Yemen marks World Blood Donor Day [Archives:2008/1164/Health]

June 16 2008

This past Saturday, Yemen marked World Blood Donor Day, a World Health Organization-sponsored event focusing on the role of voluntary unpaid blood donations in the fight to save lives across the globe.

“This annual event highlights the role blood donors play in saving lives and improving the health of millions. It creates awareness about the availability, safety and appropriate use of blood and blood products,” a WHO statement said about the event.

Voluntary blood donation in Yemen still is somewhat uncommon, as most patients needing blood get it from relatives who donate whenever the need arises, but the Ministry of Health is trying to change this.

“We've conducted a blood donation campaign on television for the past two days ago [since June 12] trying to make people aware that this is something healthy to do, as well as being good for them and for their blood circulation,” explains Dr. Ghrazi Al-Ismail, deputy minister of the Health Ministry's medical sector.

He adds, “It makes the blood clean, so we encourage them [volunteers] to do it.” The actual blood collection drive has been soliciting donors for nearly two weeks.

Al-Ismail notes that the majority of Yemen's blood donors are between the ages of 20 and 45 and are either college students or working professionals.

Many different types of Yemenis need blood transfusions for surgery or as treatment for illness. For example, sufferers of thalassemia, a chronic and hereditary disease, require blood transfusions every three weeks. Some estimates say that more than 4.5 percent of Yemen's total population suffers from thalassemia, also called “Mediterranean Anemia,” due to its prevalence in the region.

Blood donors in Sana'a can go to the Center for Blood Transfer Services, as it has the proper equipment to receive voluntary blood donations.

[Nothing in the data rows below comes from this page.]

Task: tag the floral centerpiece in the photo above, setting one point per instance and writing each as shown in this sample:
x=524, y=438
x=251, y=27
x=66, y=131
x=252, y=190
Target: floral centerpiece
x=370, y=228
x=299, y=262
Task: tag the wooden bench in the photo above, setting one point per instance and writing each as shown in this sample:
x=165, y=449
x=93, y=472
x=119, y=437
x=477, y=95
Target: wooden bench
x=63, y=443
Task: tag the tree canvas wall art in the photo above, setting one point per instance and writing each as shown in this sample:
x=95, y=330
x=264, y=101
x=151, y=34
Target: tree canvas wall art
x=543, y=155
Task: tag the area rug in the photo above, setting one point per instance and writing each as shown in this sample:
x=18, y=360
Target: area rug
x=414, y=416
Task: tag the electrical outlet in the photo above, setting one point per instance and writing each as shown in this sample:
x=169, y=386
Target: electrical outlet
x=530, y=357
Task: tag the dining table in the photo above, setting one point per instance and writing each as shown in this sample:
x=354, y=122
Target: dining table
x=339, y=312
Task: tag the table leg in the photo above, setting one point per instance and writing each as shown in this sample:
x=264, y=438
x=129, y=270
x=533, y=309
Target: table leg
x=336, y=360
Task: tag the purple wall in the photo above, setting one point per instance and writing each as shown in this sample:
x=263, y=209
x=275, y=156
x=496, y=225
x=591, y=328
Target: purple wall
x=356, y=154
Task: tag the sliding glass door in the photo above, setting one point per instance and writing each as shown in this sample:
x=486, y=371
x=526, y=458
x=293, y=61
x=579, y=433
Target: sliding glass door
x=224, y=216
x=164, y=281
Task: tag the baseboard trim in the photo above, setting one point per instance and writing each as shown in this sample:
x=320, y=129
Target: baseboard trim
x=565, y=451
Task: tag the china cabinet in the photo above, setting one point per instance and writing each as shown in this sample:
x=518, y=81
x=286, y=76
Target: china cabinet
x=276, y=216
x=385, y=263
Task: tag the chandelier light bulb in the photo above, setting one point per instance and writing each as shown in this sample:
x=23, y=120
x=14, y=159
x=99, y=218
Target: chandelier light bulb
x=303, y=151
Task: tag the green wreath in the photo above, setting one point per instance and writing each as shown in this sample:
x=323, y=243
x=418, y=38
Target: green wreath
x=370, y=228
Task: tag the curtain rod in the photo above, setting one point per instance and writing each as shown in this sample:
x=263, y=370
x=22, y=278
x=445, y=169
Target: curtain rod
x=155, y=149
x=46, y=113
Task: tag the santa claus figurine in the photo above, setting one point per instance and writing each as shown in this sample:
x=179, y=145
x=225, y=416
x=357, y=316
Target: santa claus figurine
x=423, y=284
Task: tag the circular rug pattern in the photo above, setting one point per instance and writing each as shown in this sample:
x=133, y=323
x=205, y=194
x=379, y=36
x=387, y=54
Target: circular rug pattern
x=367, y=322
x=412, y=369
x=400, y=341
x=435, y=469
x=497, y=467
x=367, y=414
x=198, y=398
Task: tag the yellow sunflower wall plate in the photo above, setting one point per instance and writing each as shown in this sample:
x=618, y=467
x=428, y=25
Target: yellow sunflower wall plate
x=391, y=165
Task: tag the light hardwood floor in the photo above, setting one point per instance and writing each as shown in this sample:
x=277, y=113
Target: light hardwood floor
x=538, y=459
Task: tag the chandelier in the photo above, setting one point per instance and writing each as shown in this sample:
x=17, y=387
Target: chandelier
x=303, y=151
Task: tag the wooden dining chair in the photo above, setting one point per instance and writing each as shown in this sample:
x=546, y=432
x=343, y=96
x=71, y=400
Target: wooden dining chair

MTN mobile telephone company also encourages its employees to donate by setting up a blood donation station tent in front of its building. “Plenty of people came to donate, especially those who work for MTN,” Al-Ismail noted.

According to WHO, there has been a 22 percent increase in voluntary [unpaid] blood donors in developing and transitional countries throughout the world. Even though 80 percent of the world's population lives in developing countries, only 45 percent of all blood donations come from these places and developing countries like Yemen still have much work to do when it comes to mobilizing voluntary blood donors.

The theme of this year's World Blood Donor Day was “Giving Blood Regularly,” stressing the importance of a long-term commitment to unpaid voluntary blood donation to help build up every nation's blood reserves.

WHO warns that every nation, but particularly developing countries, should be on guard to avoid blood shortages and that blood screening should be stringent to ensure that donations are free of hazardous diseases. At the very least, it says blood must be screened for HIV, hepatitis B and C and syphilis.

“The safest blood is given by the safest blood donors. The prevalence of HIV, hepatitis viruses and other blood-borne infections is lowest among voluntary unpaid blood donors who give blood purely for altruistic reasons,” according to WHO's blood donation safety data.

“Worldwide, the highest infection rates are found among donors who give blood for money or for other forms of payment,” it continued, noting that an adequate supply of safe blood can be assured only through regular donation by voluntary unpaid blood donors.

This year, the international campaign centered in two countries, China and the United Arab Emirates, both of which are blood donation success stories, as each went from nearly no voluntary blood donations a decade ago to nearly 100 percent voluntary blood donations this year. In both countries, previous blood donations were made either in exchange for money or came from family members.

To donate blood, you must:

– Be between 18 and 60 years old

– Weigh more than 50 kilograms for men and more than 45 kilograms for women

– Be free of blood-borne diseases such as HIV, hepatitis and syphilis

– Not be pregnant or nursing at the time of donation

– Not be on antibiotics or various other medications and drugs

– Be healthy and free of illnesses such as cancer and malaria

Check with a doctor to find out if there are any other impediments to your donating blood.